In short road-runner chicken offers both a healthier option for consumers and a business opportunity for chicken farmers. Chiwashira’s day-old-chick business has been his mainstay, drawing customers from as far away as Harare, Chivhu, Kwekwe, Gweru and Gwanda.
“They are happy with my products because I have separated my breeds; as a result, I produce particular pure breeds,” he says.
The general secretary of the Zimbabwe Free Range Poultry Association (ZFRPA), Beauty Jiji, says farmers founded the organisation out of a need to develop communities through sustainable free-range poultry production and to market their products in a properly structured manner.
The organisation, which was launched in 2015, also seeks to improve the livelihoods of its members, those who are members of the value-chain and whole communities through the promotion of sustainable free-range chicken and quail. It also encourages its members to engage consumers with added value in their products and with effective strategies, as well as nurturing ventures as they grow from subsistence to commercial operations.
The association has a membership of around 1,200 free-range poultry farmers and value-chain operators. Apart from free-range poultry producers, the membership includes free-range fertilised-egg producers, incubator operators and day-old chick producers, as well as breeders, educational institutions, rural women’s groups and other poultry-sector companies.
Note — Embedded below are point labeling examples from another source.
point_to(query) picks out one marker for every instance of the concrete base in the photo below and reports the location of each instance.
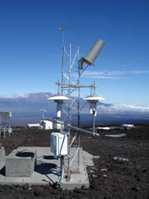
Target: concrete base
(47, 169)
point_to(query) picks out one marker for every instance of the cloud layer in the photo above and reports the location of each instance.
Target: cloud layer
(114, 74)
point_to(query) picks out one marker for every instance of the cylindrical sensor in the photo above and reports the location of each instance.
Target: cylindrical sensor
(94, 52)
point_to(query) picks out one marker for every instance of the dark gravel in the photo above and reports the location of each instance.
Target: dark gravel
(108, 179)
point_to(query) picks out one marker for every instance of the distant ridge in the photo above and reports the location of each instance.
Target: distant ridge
(27, 108)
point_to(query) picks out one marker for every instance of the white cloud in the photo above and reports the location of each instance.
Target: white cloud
(114, 74)
(120, 108)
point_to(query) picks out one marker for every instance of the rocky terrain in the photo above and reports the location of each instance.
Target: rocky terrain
(122, 171)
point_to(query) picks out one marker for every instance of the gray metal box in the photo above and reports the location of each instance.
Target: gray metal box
(20, 164)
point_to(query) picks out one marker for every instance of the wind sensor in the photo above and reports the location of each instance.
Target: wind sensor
(70, 92)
Jiji says free-range poultry production and marketing are popular with farmers because they empower them, especially women, children, the elderly and youths. They are probably the only asset that women and children can own and make decisions on without consulting their husbands, she says.
“It’s also building on indigenous knowledge – hence the interest, because we train free-range poultry farmers on disease management with special focus on using ethno-veterinary medicines based on indigenous knowledge systems. So it’s cheaper for the farmers.
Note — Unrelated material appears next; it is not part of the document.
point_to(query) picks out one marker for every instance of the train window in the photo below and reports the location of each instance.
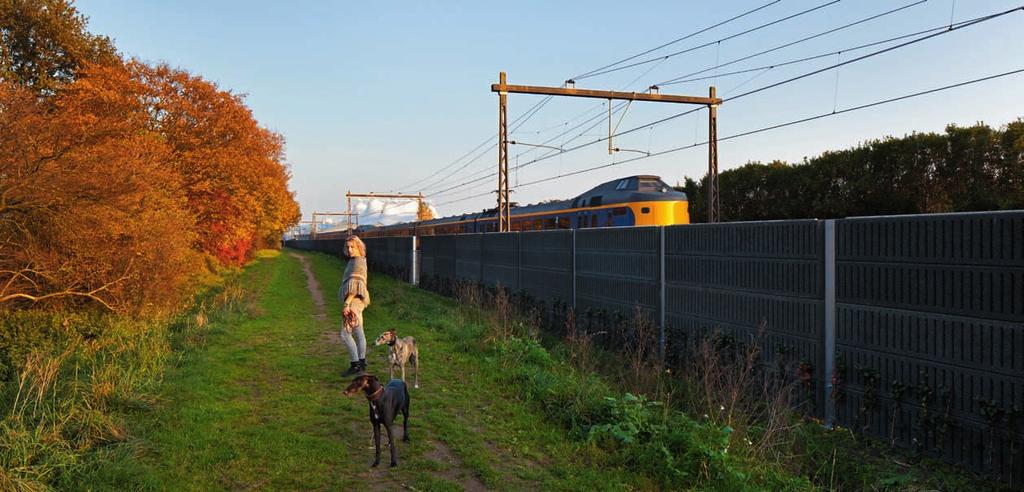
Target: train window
(652, 185)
“It’s also popular because it’s self-sustaining, as they can raise own replacement stock – they lay fertilised eggs, which don’t require them to be always buying chicks from input suppliers,” she says.
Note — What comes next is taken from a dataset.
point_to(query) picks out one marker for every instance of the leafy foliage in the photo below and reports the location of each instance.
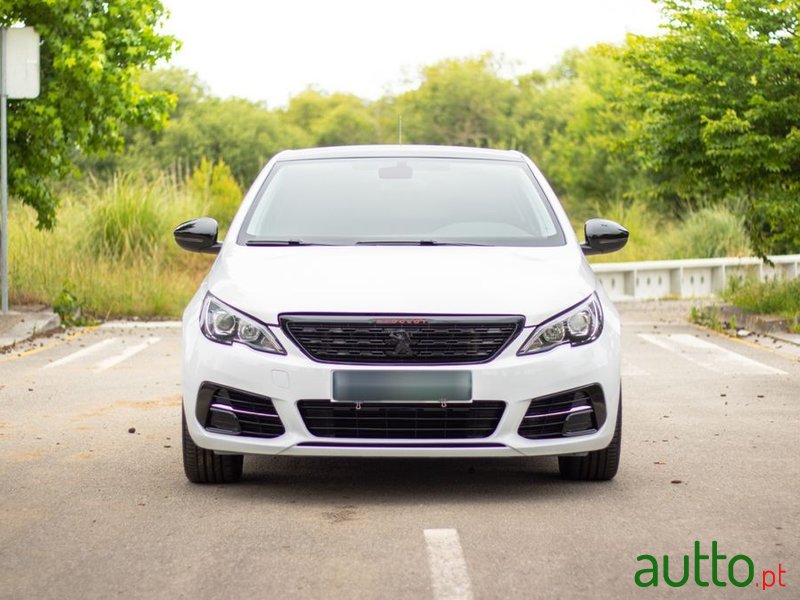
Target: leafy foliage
(460, 102)
(721, 111)
(91, 55)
Some of the farmers buy fertilised eggs from fellow farmers, which they hatch using incubators. The fact that the indigenous chickens feed on farm-grown grain and on crude protein alternatives such maggots, earthworms, insects and greens, which the farmer can produce, makes them cheaper to rear – though they take longer to reach maturity.
“Importantly, free-range poultry require low capital investment, but have a high return and high impact – hence the interest from all. Rearing them offers better returns with minimum costs plus an ever-ready market,” adds Jiji.
Nothing is thrown away from free-range poultry – manure goes to the garden or field, or can also be fed to fish or livestock, while feathers can be crushed and mixed with livestock feed.
Due to the rise in demand for incubation services, entrepreneurs like Sibonokuhle Khumalo have seen a business opportunity, offering hatching services to people in the Matabeleland region in south-western Zimbabwe. Khumalo, who has two egg hatcheries – one with a capacity of 1,232 eggs and the other with a 2,384 capacity – is one of the few farmers in Bulawayo to be offering this service.
She charges US$3 for a crate of eggs and specialises in peacocks, ducks and quail, which when incubated have between 70 and 80 percent hatch rate. For her own chicks, which she sells for $1 each, Khumalo vaccinates them with Clone 30 and Mac 5 in the first 37 hours.
“I also train some of my customers how to handle the eggs before they brought to me for incubation,” she says. “Handling is very important if a farmer wants to have a higher number of chicks hatched.”